Conditionally accessed (CAS) content creates a trackable record of household consumption, since the distribution platform is theoretically able to see and store tune-in information, but unencrypted content does not. If an FTA unencrypted channel sells advertising, how will it price inventory? Most licensed channels are FTA, and only a handful of distribution platforms actually have return paths. What universally acceptable basis can they offer to transact advertising?
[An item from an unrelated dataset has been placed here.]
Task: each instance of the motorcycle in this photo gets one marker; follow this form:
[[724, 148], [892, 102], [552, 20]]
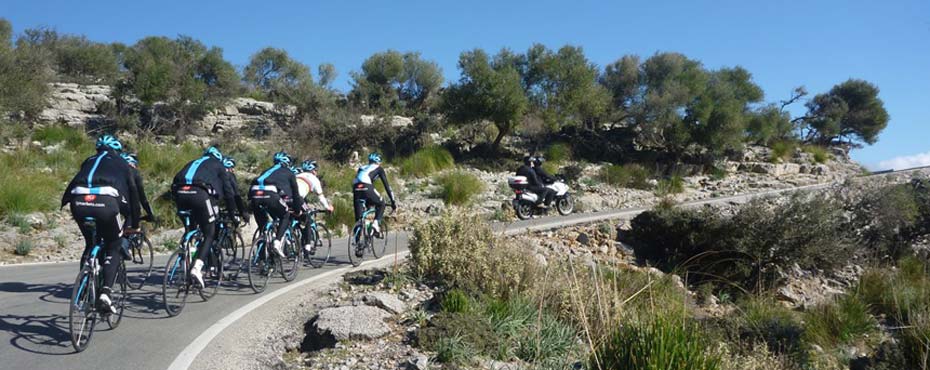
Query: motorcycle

This leads us to a deeper set of issues. First, a bit of history. Television audience measurement started with the BBC in the mid-1930s. As a broadcaster funded by the United Kingdom exchequer, BBC was accountable to the House of Commons. When questions were asked about the value of the TV channel to a television-owning Londoner, the Beeb established a research department that would conduct day-after-recall sampling to assess programme relevance. This question continues to bedevil broadcasters, and tune-in data, even where available, sheds no light on it.
Second, advertising-funded platforms, whether Facebook or Google, have encyclopedic detail on registered users and their consumption behaviours. They produce little content — so they are best served when they carry the widest possible range from third parties to fulfil expectations of consumers on the farthest end of the “long tail”. While platforms know exactly who is consuming what, the actual content owners can only access aggregates and averages, but are content to leave the matter there as long as their advertising revenue is juicy enough. It is disingenuous to compare audience measurement for TV broadcasters with that for these platforms.
It is a separate matter that advertisers are making their displeasure about the “census” measurements offered by these mega-platforms quite clear. Marc Pritchard, P&G’s global marketing czar, has been particularly scathing, making it clear that the numbers these platforms claim are massively inflated. A Netflix show, The Social Dilemma, has shone an unflattering light on the invasion of privacy by digital platforms. Growing awareness of privacy concerns and regulatory interventions now place limits on the collection, storage and use of user data on such platforms. The laissez-faire they enjoyed is over for the moment.
Third, the term “census” connotes comprehensive, unlike “sample” which suggests only partial. As a result, it seems self-evident that census data is superior to sample data for its sheer scale. Return Path Data (RPD) is supposed to be “census” data in contrast to panel data, which BARC uses. But there is a fatal flaw in this contention. RPD is proprietary to distribution platform owners, and they would probably breach privacy statutes if they shared household demographics with a measurement body. In any case, they would treat their subscriber details as commercially invaluable, and be loathe to part with them. Samples are also better placed to accurately mirror the underlying population by reflecting its composition along multiple axes.
And finally, assume, counterfactually, that reliable RPD was available from all commercial distribution platforms. You would still need an agnostic party to compile and weight it. And we would leave out DD-Direct, mortally impairing the measurement.
BARC has its problems. But the solution is unlikely to lie in denouncing it. It is still the best bet for hundreds of broadcasters to remain viable, and hundreds of millions of viewers to enjoy the fruits of their exertion.